- In Texas, a dog can be declared dangerous under state law without harming — or even touching – a person or animal. The idea that Texas has a “free bite” rule is a myth.
- When a dog is declared dangerous in Texas, the dog is almost always euthanized because the requirements for keeping a dangerous dog are too costly and difficult for most people to meet.
- Cities and counties in Texas may pass more stringent laws (including leash laws and fencing requirements), provided that the laws apply to everyone equally.
- None of the five most populous states in the U.S. allow local governments to ban or restrict ownership of dogs based on breed (California, Texas, New York, Florida, Illinois).
- If a dog causes serious injury, the owner may face felony prosecution, not only under the penal code but under the 2007 Attack by Dog statute in the Texas Health and Safety Code. Civil penalties may also apply.
- Allowing local governments to regulate dogs based solely on breed would harm tourism and limit economic freedom. People expect to be able to take their property with them, so long as they do not bother anyone else. This is consistent with other factors of daily life in Texas that are uniform at the state level such as the penal code, drinking age, open container and drunk driving laws, traffic laws and firearms laws.

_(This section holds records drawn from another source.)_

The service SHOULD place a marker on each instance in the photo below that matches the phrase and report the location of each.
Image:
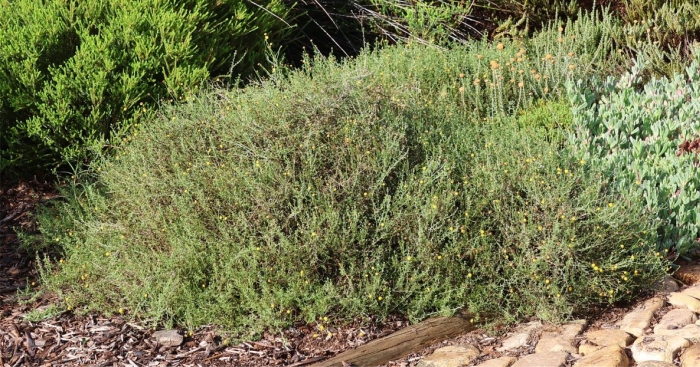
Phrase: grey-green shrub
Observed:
(371, 187)
(635, 130)
(75, 76)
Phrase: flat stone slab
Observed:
(693, 291)
(168, 338)
(610, 356)
(521, 337)
(498, 362)
(684, 301)
(639, 319)
(560, 339)
(607, 337)
(546, 359)
(689, 332)
(673, 320)
(657, 348)
(691, 356)
(655, 364)
(451, 356)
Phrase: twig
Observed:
(306, 361)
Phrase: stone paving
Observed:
(673, 341)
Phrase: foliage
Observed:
(662, 32)
(431, 22)
(636, 131)
(547, 115)
(389, 184)
(519, 19)
(76, 76)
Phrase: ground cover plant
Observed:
(396, 182)
(646, 133)
(76, 76)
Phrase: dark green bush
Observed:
(76, 75)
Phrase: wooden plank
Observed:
(403, 342)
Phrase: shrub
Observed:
(548, 115)
(75, 77)
(638, 131)
(660, 31)
(342, 190)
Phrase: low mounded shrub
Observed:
(76, 76)
(638, 132)
(340, 191)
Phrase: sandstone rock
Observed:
(688, 274)
(691, 357)
(561, 338)
(693, 291)
(520, 337)
(547, 359)
(655, 364)
(689, 332)
(674, 319)
(666, 285)
(451, 356)
(684, 300)
(607, 337)
(168, 338)
(657, 348)
(610, 356)
(639, 319)
(585, 349)
(498, 362)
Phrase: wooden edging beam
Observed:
(403, 342)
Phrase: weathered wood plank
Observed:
(403, 342)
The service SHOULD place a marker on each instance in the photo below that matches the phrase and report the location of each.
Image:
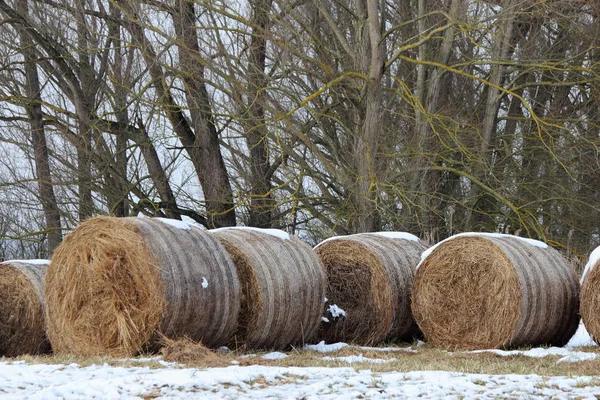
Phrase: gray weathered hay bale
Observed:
(115, 284)
(590, 295)
(22, 326)
(476, 291)
(283, 285)
(370, 278)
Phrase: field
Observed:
(413, 370)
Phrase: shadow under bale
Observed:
(590, 295)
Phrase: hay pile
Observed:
(114, 284)
(283, 285)
(478, 291)
(370, 278)
(22, 326)
(590, 295)
(187, 351)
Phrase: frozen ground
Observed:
(19, 380)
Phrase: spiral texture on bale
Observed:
(116, 284)
(283, 285)
(488, 291)
(22, 319)
(370, 277)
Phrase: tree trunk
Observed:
(261, 203)
(38, 136)
(203, 145)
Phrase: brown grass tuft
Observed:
(115, 283)
(22, 322)
(476, 292)
(370, 277)
(187, 351)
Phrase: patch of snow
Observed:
(42, 381)
(335, 311)
(192, 222)
(34, 261)
(321, 347)
(275, 355)
(592, 261)
(580, 338)
(539, 352)
(532, 242)
(175, 223)
(278, 233)
(359, 358)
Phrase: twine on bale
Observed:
(590, 295)
(370, 278)
(283, 285)
(116, 284)
(22, 324)
(478, 291)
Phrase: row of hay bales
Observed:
(120, 286)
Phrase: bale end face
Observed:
(467, 295)
(359, 285)
(104, 292)
(590, 302)
(22, 326)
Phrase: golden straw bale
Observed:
(283, 285)
(478, 291)
(114, 284)
(370, 278)
(22, 326)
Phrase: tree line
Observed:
(318, 117)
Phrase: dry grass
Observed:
(115, 284)
(370, 277)
(283, 286)
(483, 292)
(22, 322)
(427, 358)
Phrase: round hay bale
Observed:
(116, 284)
(22, 326)
(283, 285)
(590, 295)
(478, 291)
(370, 278)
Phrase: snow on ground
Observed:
(34, 261)
(260, 382)
(580, 338)
(538, 352)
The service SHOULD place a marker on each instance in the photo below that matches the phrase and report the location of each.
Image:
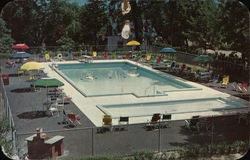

- If breed-specific legislation effectively improved public safety, then governments would not be rescinding breed-specific laws from the 1990s. In late-2010, two of the nations’ oldest “pit bull” laws, in Toledo , Ohio and Topeka , Kansas , were unanimously voted away by their City Councils. The laws were replaced with ordinances holding all dog owners accountable, because the breed-specific laws caused cost overruns, shelter overcrowding, lawsuits, and squandered animal control resources without improving public safety. Delta, British Columbia has also rescinded a 20-year old “pit bull” law, and England is considering doing the same.
100% of all dog attacks are caused by human beings: At least one, usually several, factors are at work: Poor breeding, immature owner, no socialization, no training, poor veterinary care, abuse, improper confinement, poor parental supervision.
We support laws that hold all pet owners accountable for their actions. Laws that focus only on dogs with short hair, stocky build, etc., focus on appearance and not actions.